If you have memories like that, you might wonder what we can do to foster such an atmosphere here at UD. Or you might wonder whether such a comfortable, personal relationship with our teachers is attainable in a university setting.
A major roadblock to better relationships with our teachers here at UD isn’t a problem of the professors. It’s our lack of time or interest as students.
Dr. Susan Hanssen, Associate Professor of history, thinks that one way to build those relationships is for students to take a greater interest in their professors’ interests.
“Sometimes students don’t seem to know much about their professors,” Hanssen said. “Making use of a professor’s website and syllabus they provide can be an easy way to take interest in what they have written or studied.”
Professor Nicole Lasswell, Affiliate Instructor of modern languages, offered another solution.
“Take advantage of our office hours,” Lasswell said. “You start out talking about the class but end up having a great conversation. My door is always open to my students.”

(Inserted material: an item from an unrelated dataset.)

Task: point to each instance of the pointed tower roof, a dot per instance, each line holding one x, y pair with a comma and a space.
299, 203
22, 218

And for those of you who don’t know, Lasswell’s doors open to an office rivaling that of an Anthropology catalog. Her décor reflects the open and friendly manner with which she interacts with students.
This advice may seem simple, but it’s true that few students take advantage of office hours.

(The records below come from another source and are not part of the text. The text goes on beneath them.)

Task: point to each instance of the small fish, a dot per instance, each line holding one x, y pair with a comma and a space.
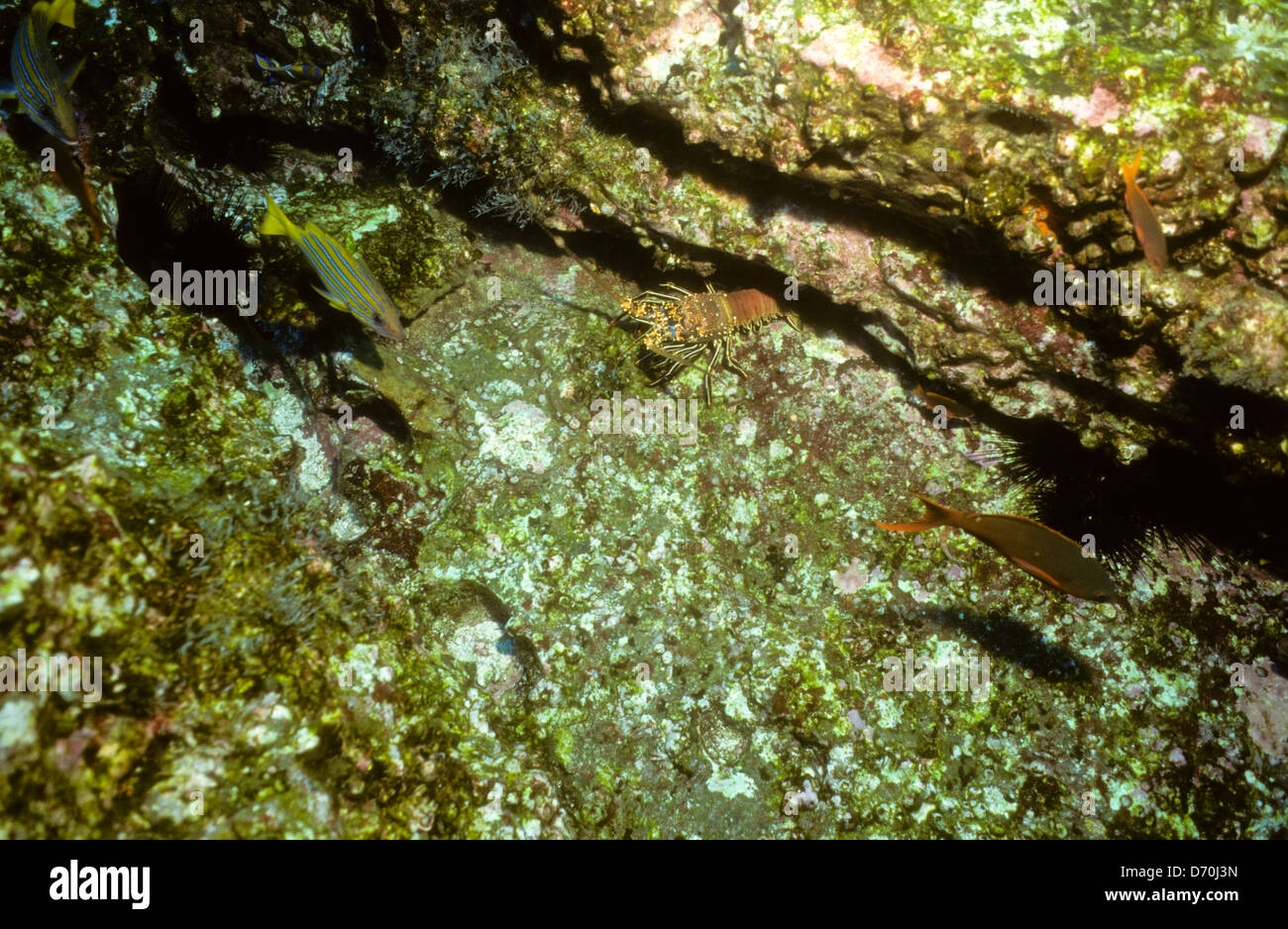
954, 409
1047, 555
43, 91
349, 283
1149, 231
291, 73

“Time,” junior Katie McIntyre said when asked what she feels stops her from visiting a teacher’s office. “I usually assume that teachers are incredibly busy.”
In response, Dr. Richard Olenick, physics professor made a suggestion.

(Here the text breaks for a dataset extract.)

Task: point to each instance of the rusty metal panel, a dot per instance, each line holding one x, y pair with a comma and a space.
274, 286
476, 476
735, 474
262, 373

“They shouldn’t assume that,” Dr. Olenick said. “Except, you should never walk into a professor’s office and say ‘Do you have time?’ or ‘Am I bothering you?’ because usually everyone will make time. Instead say, ‘May I ask you some questions?’ about whatever it is you wish to ask about. We always feel we have to be apologetic, but teachers are there waiting and looking forward to students coming by.”
Something else that might deter students from visiting a teacher’s office is the fear of looking like a suck-up.
I asked Professor Lasswell what she thought about this.
“You can always tell someone’s intentions — you can read that,” Lasswell said. “In my experience, UD students tend to be genuine and kind.”
Another common suggestion from teachers is to attend faculty events like Wine Down Wednesday or Quiz Bowl.
“In this more relaxed setting, you get the chance to see a different side of your teachers,” Lasswell said.
The consensus among teachers was the importance of respect in the classroom.
“The most painful thing to a professor is to give your time and heart into your work and have a student simply not pay attention,” Lasswell said.
Many students forget that the relationship goes both ways. If you are constantly on Facebook during class or falling asleep, don’t expect to enjoy your teachers during your time here.
Instead, if it’s clear that you have not been paying attention in class or have been disrespectful, it’s important to correct that. Even if we don’t share a professor’s enthusiasm for a subject, we can still respect the time dedicated to the topic.
Overall, Dr. Hanssen makes an excellent point when it comes to getting to know your teachers.
“Students are transient — they come and stay for four years — but teachers are for the most part permanent,” Dr. Hanssen said.
The responsibility falls on us, as students, to make the effort to get to know our teachers and to take advantage of the resources our school offers.
In return, our teachers will share their experiences with us, and we will build the memories of friendship with those who taught us.